Related guides: How to Use a Safety Razor, Vector TC4 Safety Razor, VAULT Blade Bank.

Sources

  1. U.S. Transportation Security Administration, “Safety Razor With Blades (allowed without blade)”. tsa.gov
  2. U.S. Transportation Security Administration, “Razor-Type Blades”. tsa.gov
  3. U.S. Transportation Security Administration, “Disposable Razor”. tsa.gov
  4. European Commission, Mobility and Transport, “Information for air travellers”. transport.ec.europa.eu
  5. GOV.UK, “Hand luggage restrictions at UK airports: Personal items”. gov.uk
  6. Narita International Airport, “Frequently Asked Questions list of Prohibited Items and Safety Inspections”. narita-airport.jp
  7. Australian Civil Aviation Safety Authority, “Pack Right — Razor blades”. casa.gov.au
  8. Australian Civil Aviation Safety Authority, “Pack Right — Disposable razors and shaving razors (excluding open or straight razors)”. casa.gov.au

Frequently asked questions

Can I bring a safety razor on a plane?
Yes, the handle and head can travel in carry-on.
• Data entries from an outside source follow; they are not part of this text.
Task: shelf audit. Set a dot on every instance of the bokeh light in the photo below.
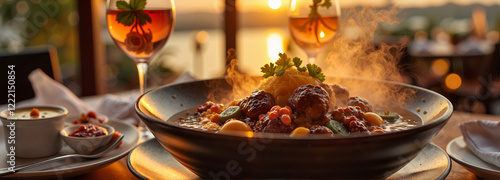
(453, 81)
(440, 67)
(274, 4)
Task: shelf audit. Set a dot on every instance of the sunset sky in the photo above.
(262, 5)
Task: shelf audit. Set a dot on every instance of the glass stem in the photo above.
(142, 69)
(312, 59)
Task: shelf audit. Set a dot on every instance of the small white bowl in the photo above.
(28, 137)
(85, 145)
(104, 118)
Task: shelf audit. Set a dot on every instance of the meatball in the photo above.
(265, 124)
(310, 101)
(340, 114)
(317, 129)
(360, 102)
(341, 94)
(256, 104)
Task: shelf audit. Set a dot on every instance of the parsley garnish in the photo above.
(284, 62)
(132, 13)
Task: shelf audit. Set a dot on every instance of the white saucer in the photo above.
(74, 167)
(150, 160)
(458, 151)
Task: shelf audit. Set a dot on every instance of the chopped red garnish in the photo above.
(34, 112)
(286, 120)
(92, 114)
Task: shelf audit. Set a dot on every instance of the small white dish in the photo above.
(33, 137)
(73, 119)
(458, 151)
(85, 145)
(76, 167)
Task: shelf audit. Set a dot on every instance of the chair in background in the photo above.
(31, 58)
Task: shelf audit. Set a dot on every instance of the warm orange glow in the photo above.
(274, 45)
(148, 107)
(453, 81)
(202, 37)
(440, 67)
(274, 4)
(322, 34)
(292, 5)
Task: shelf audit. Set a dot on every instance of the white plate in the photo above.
(150, 160)
(75, 167)
(458, 151)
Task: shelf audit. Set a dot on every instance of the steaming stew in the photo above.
(294, 102)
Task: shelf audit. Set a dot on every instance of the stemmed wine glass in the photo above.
(313, 24)
(140, 28)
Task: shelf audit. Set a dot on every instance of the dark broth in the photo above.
(406, 120)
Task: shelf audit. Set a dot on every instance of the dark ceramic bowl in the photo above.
(266, 155)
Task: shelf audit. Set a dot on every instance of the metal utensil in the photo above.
(96, 154)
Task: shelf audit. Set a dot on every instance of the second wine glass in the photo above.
(140, 28)
(313, 24)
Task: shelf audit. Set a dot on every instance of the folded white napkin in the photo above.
(48, 91)
(483, 139)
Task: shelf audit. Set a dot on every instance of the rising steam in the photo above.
(354, 54)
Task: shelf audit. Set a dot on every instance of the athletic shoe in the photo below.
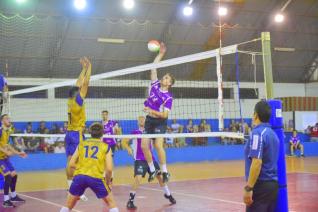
(153, 175)
(171, 199)
(84, 198)
(131, 205)
(17, 199)
(8, 204)
(165, 177)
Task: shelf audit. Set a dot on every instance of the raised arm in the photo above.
(109, 167)
(159, 57)
(83, 79)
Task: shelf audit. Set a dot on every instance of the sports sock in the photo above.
(113, 210)
(164, 168)
(64, 209)
(151, 166)
(6, 187)
(132, 195)
(167, 191)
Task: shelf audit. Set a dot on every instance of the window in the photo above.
(32, 95)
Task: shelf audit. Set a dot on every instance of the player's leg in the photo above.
(72, 139)
(145, 146)
(140, 170)
(103, 192)
(301, 148)
(164, 186)
(77, 189)
(291, 149)
(70, 203)
(158, 144)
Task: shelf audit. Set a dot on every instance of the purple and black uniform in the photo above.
(109, 129)
(141, 165)
(160, 101)
(294, 140)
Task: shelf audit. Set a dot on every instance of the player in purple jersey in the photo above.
(110, 128)
(141, 166)
(295, 144)
(157, 106)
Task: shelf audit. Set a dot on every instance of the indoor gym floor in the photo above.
(209, 186)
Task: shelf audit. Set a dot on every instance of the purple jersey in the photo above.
(136, 146)
(294, 140)
(109, 129)
(158, 100)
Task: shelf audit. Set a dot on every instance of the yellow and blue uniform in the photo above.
(90, 168)
(76, 123)
(5, 164)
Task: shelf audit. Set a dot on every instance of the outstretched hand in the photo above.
(163, 48)
(85, 62)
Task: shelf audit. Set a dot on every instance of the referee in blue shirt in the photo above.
(261, 155)
(4, 91)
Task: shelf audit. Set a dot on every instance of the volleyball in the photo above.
(153, 46)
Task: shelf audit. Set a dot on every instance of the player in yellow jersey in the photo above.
(76, 114)
(6, 168)
(91, 160)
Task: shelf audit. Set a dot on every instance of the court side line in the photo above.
(45, 201)
(196, 196)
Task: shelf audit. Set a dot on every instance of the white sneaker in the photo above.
(84, 198)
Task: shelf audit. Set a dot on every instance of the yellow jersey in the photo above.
(92, 156)
(76, 114)
(4, 140)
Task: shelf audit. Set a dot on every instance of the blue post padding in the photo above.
(1, 181)
(276, 122)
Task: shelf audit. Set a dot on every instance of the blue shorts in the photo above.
(82, 182)
(6, 166)
(72, 139)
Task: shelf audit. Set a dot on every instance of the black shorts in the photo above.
(113, 148)
(297, 146)
(141, 167)
(155, 125)
(264, 197)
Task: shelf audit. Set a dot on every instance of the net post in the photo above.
(276, 122)
(220, 92)
(267, 64)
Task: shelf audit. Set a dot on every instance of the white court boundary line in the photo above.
(45, 201)
(196, 196)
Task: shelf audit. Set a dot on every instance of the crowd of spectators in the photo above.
(53, 144)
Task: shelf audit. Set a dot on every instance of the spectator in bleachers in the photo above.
(203, 128)
(175, 126)
(42, 128)
(19, 144)
(295, 144)
(59, 148)
(31, 143)
(169, 141)
(190, 126)
(55, 129)
(190, 129)
(119, 131)
(64, 128)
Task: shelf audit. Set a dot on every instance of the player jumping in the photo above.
(91, 160)
(157, 106)
(76, 114)
(6, 168)
(141, 166)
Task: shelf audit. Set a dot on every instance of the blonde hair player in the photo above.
(91, 160)
(76, 115)
(157, 106)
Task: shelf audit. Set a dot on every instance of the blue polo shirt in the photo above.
(263, 144)
(3, 82)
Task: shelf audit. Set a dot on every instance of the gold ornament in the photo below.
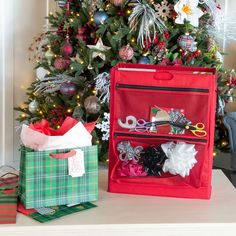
(163, 10)
(99, 49)
(92, 105)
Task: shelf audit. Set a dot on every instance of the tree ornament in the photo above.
(68, 89)
(99, 49)
(100, 17)
(91, 105)
(82, 34)
(164, 10)
(159, 52)
(144, 17)
(67, 48)
(57, 115)
(188, 10)
(61, 31)
(187, 43)
(61, 63)
(215, 12)
(144, 60)
(41, 73)
(33, 106)
(49, 55)
(118, 3)
(126, 52)
(61, 3)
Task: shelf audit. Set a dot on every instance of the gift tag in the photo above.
(45, 211)
(76, 164)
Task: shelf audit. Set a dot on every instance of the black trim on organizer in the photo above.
(134, 86)
(117, 134)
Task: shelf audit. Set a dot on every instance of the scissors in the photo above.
(143, 126)
(198, 130)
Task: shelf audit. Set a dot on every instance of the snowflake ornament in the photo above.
(188, 10)
(103, 87)
(163, 10)
(105, 126)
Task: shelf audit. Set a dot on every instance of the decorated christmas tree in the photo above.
(86, 38)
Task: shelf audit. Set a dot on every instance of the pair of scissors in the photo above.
(144, 126)
(198, 130)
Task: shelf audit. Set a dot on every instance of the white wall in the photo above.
(20, 21)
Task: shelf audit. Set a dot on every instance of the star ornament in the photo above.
(99, 49)
(188, 10)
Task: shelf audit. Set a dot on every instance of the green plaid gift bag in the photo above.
(8, 200)
(44, 180)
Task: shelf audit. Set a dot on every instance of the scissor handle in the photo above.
(199, 133)
(200, 126)
(198, 130)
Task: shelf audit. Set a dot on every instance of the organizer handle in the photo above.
(63, 155)
(163, 75)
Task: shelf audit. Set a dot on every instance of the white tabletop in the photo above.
(133, 215)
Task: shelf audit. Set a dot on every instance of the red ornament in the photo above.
(61, 63)
(67, 48)
(166, 34)
(162, 44)
(82, 34)
(126, 53)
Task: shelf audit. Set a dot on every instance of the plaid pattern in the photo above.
(44, 181)
(8, 200)
(60, 211)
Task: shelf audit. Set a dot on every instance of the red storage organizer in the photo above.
(134, 89)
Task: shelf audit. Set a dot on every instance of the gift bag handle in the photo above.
(163, 75)
(63, 155)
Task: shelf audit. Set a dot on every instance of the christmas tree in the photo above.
(88, 37)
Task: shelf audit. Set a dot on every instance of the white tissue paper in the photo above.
(181, 158)
(76, 137)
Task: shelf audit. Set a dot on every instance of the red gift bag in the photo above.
(135, 89)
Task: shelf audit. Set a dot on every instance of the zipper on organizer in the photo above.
(116, 134)
(144, 87)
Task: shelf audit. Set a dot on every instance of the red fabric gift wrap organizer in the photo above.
(137, 88)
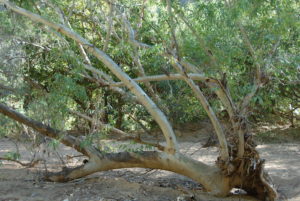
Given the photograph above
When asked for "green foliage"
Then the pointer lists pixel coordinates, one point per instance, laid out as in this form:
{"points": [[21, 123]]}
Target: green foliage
{"points": [[52, 77]]}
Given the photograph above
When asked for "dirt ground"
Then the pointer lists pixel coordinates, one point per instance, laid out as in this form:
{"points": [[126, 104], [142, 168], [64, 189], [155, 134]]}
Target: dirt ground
{"points": [[19, 183]]}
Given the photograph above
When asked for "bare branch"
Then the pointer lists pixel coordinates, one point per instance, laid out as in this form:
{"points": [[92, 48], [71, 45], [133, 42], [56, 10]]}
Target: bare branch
{"points": [[152, 108]]}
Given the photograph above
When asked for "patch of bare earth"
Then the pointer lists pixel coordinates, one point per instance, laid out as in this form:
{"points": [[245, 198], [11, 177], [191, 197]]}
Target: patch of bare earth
{"points": [[19, 183]]}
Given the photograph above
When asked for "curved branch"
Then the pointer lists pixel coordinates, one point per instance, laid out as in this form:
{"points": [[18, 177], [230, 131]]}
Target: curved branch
{"points": [[209, 176], [156, 113]]}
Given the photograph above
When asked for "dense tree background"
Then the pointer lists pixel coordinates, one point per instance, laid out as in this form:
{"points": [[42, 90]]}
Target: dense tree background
{"points": [[46, 71]]}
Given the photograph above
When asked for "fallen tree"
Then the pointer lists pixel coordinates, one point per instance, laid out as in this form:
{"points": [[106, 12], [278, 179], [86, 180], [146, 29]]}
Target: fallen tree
{"points": [[239, 164]]}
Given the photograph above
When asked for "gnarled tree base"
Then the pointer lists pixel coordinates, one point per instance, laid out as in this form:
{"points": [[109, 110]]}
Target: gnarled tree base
{"points": [[212, 178]]}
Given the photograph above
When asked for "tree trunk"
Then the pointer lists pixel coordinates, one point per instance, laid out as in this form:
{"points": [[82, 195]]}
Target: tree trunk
{"points": [[246, 173]]}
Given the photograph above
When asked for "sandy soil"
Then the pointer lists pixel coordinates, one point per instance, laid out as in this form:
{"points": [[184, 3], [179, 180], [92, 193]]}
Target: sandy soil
{"points": [[19, 183]]}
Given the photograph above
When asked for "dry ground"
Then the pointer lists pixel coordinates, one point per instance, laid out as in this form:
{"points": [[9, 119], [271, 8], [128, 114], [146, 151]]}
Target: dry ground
{"points": [[19, 183]]}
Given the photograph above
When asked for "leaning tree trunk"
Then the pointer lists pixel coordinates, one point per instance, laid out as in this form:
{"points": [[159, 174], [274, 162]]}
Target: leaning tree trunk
{"points": [[239, 164]]}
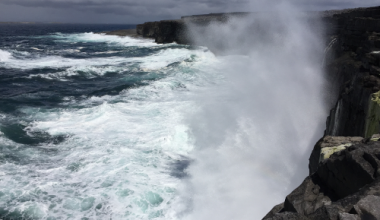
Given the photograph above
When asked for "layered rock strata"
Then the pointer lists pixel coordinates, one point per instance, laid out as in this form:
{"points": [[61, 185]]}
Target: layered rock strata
{"points": [[344, 172]]}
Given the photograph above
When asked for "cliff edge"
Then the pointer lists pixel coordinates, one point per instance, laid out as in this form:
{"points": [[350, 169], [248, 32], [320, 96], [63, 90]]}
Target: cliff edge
{"points": [[344, 166]]}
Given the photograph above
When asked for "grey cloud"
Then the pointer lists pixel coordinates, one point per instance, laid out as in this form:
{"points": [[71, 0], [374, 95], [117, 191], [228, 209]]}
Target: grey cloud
{"points": [[148, 10]]}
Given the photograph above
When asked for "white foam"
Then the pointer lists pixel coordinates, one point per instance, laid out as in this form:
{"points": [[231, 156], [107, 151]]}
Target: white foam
{"points": [[120, 154], [92, 37], [5, 55]]}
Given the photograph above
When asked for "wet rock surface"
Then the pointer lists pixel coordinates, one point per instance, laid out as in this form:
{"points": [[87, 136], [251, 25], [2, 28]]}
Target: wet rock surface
{"points": [[344, 166], [344, 186]]}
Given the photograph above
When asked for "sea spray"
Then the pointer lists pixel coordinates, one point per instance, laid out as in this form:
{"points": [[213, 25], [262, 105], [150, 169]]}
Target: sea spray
{"points": [[254, 131]]}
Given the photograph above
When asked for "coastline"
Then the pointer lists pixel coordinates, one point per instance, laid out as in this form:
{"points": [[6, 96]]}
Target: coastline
{"points": [[344, 166]]}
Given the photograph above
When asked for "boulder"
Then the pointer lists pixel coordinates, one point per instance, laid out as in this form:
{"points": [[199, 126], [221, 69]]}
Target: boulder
{"points": [[328, 145], [345, 186]]}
The loose double-edge blade must be in your checked bag. This rule comes directly from the TSA, which allows safety razors through screening only when no blade is installed.
Can I bring a razor in my carry on?
Cartridge razors, disposables, and electric razors yes. Safety razor handles yes. Loose DE blades and straight razors no, those must be in checked baggage.
Can I bring disposable razors on a plane?
Yes, in carry-on or checked bag. The TSA does not restrict disposable cartridge razors because the blade is sealed into the plastic head and cannot be removed.
Are razors allowed on planes?
Most razors are. Disposables, cartridge razors, electric razors, and safety razor handles all clear TSA carry-on screening. Only straight razors and loose double-edge blades are restricted to checked baggage.
Can I take a razor on a plane internationally?
Default rule: blades in checked, handles in carry-on. The EU, UK, and Japan match the U.S. on loose blades. Australia is technically more permissive but flagged as a Security item, so checked is still safer.
Can I bring razor blades on a plane?
In the U.S., EU, UK, and Japan: loose double-edge or single-edge replacement blades must travel in checked baggage. In Australia, technically allowed in carry-on but at screener discretion. Checked is still the safer default.
What happens if I forget and leave a blade in my razor?
TSA screeners may pull your bag for secondary inspection, remove the blade, and discard it. You will not be cited or fined, but you may lose the blade and possibly the razor depending on the agent.
How many razor blades can I bring in checked baggage?
There is no quantity limit on DE blades in checked luggage. Bring as many sealed packs as you need, wrapped to prevent injury to baggage handlers.